CARE International has called for reform of the international food aid system in advance of a meeting of world leaders in New York on the Millennium Development Goals (Hat tip: Giulio Quaggiotto). The report - Living on the Edge of Emergency - makes the very reasonable argument that more aid money ought to be spent helping prevent food disasters rather than simply responding to emergencies once they arise. This leads the authors of the report to strong words:
[A] radical and fundamental overhaul of the international aid system to enable timely and adequate funding, and end gaps and duplications, is the only hope for ending hunger and food emergency.
If we are to pin all our hopes of ending hunger in the world on this kind of overhaul, I'm afraid the poor will be waiting in vain. Perhaps the authors of the report should consider a key insight often attributed to Amartya Sen - famines simply don't occur in functioning democracies. (A small aside - Amartya Sen actually doesn't claim credit for this insight - check out video of the lecture titled The Foundations of Democracy - Practice: Functions and Assessment.)
This is not to say that the international aid system has no role to play.
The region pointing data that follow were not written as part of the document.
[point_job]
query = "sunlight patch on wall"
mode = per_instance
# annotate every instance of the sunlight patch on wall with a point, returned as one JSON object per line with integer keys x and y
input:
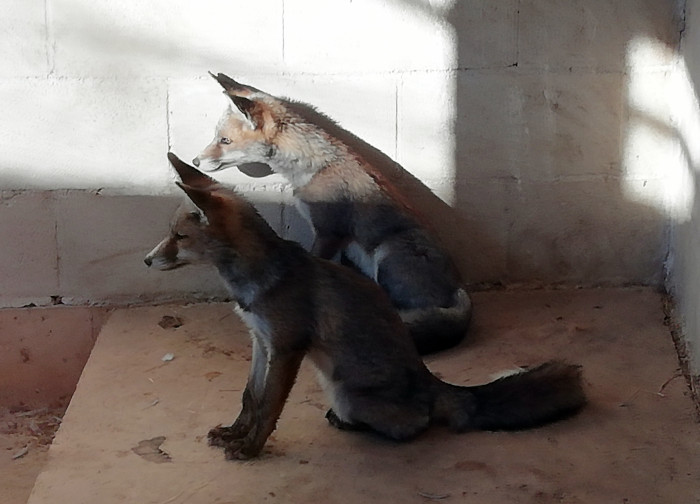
{"x": 663, "y": 114}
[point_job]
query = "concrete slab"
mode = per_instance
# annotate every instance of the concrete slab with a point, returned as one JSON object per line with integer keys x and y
{"x": 636, "y": 442}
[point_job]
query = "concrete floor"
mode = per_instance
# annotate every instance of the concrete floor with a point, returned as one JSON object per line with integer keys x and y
{"x": 637, "y": 441}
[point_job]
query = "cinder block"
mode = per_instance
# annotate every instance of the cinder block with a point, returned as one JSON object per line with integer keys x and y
{"x": 652, "y": 139}
{"x": 367, "y": 36}
{"x": 592, "y": 33}
{"x": 585, "y": 232}
{"x": 24, "y": 43}
{"x": 510, "y": 125}
{"x": 426, "y": 126}
{"x": 485, "y": 32}
{"x": 89, "y": 134}
{"x": 568, "y": 125}
{"x": 102, "y": 241}
{"x": 165, "y": 37}
{"x": 475, "y": 228}
{"x": 43, "y": 351}
{"x": 28, "y": 254}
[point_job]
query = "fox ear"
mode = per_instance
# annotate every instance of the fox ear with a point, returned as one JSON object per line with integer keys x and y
{"x": 189, "y": 175}
{"x": 249, "y": 108}
{"x": 232, "y": 87}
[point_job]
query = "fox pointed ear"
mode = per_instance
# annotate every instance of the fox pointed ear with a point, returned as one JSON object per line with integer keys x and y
{"x": 232, "y": 87}
{"x": 202, "y": 197}
{"x": 190, "y": 175}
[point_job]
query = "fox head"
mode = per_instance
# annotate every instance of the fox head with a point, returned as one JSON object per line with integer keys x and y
{"x": 246, "y": 131}
{"x": 215, "y": 229}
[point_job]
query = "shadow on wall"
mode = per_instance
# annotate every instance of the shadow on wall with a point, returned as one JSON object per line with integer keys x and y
{"x": 549, "y": 143}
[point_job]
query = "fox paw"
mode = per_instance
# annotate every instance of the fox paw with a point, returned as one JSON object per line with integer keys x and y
{"x": 240, "y": 450}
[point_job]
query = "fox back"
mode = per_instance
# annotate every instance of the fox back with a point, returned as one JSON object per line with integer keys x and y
{"x": 356, "y": 212}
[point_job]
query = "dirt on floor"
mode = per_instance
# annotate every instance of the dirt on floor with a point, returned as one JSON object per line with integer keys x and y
{"x": 25, "y": 437}
{"x": 160, "y": 377}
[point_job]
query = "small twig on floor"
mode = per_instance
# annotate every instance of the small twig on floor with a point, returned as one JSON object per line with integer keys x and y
{"x": 152, "y": 403}
{"x": 33, "y": 412}
{"x": 21, "y": 453}
{"x": 433, "y": 496}
{"x": 179, "y": 494}
{"x": 626, "y": 403}
{"x": 677, "y": 374}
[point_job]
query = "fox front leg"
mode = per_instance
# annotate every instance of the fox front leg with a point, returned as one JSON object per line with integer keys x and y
{"x": 222, "y": 436}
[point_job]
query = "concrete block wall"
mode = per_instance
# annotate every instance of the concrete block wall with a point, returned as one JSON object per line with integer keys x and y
{"x": 685, "y": 252}
{"x": 519, "y": 115}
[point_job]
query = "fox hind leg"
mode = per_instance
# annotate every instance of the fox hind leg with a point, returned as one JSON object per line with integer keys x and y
{"x": 393, "y": 420}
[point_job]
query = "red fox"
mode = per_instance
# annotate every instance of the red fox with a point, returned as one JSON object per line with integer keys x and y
{"x": 352, "y": 207}
{"x": 298, "y": 305}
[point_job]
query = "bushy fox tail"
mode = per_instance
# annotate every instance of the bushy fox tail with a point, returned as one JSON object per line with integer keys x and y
{"x": 549, "y": 392}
Functioning democracies can cooperate with aid agencies when disaster strikes (or threatens to strike) to head off a famine. While the authors of Living on the Edge of Emergency do mention the role of governments, they don't give it the central importance it deserves. Early on, they state that "[t]oo often national governments are slow to declare an emergency and call for necessary funds." Later they point out that "[n]ational social protection systems exist in only a few countries and are often at a scale that falls far short of the need." Both statements are true, but they don't get at the root of the problem - the complex set of relationships between democratic governments and functioning markets that prevent famine. Making aid the centerpiece of efforts to end hunger is quixotic, at best, considering the attention span of donor governments.
One final thing. Does anyone else find this sentence a bit confusing?
Once they are producing a surplus, farmers can benefit from rising food prices.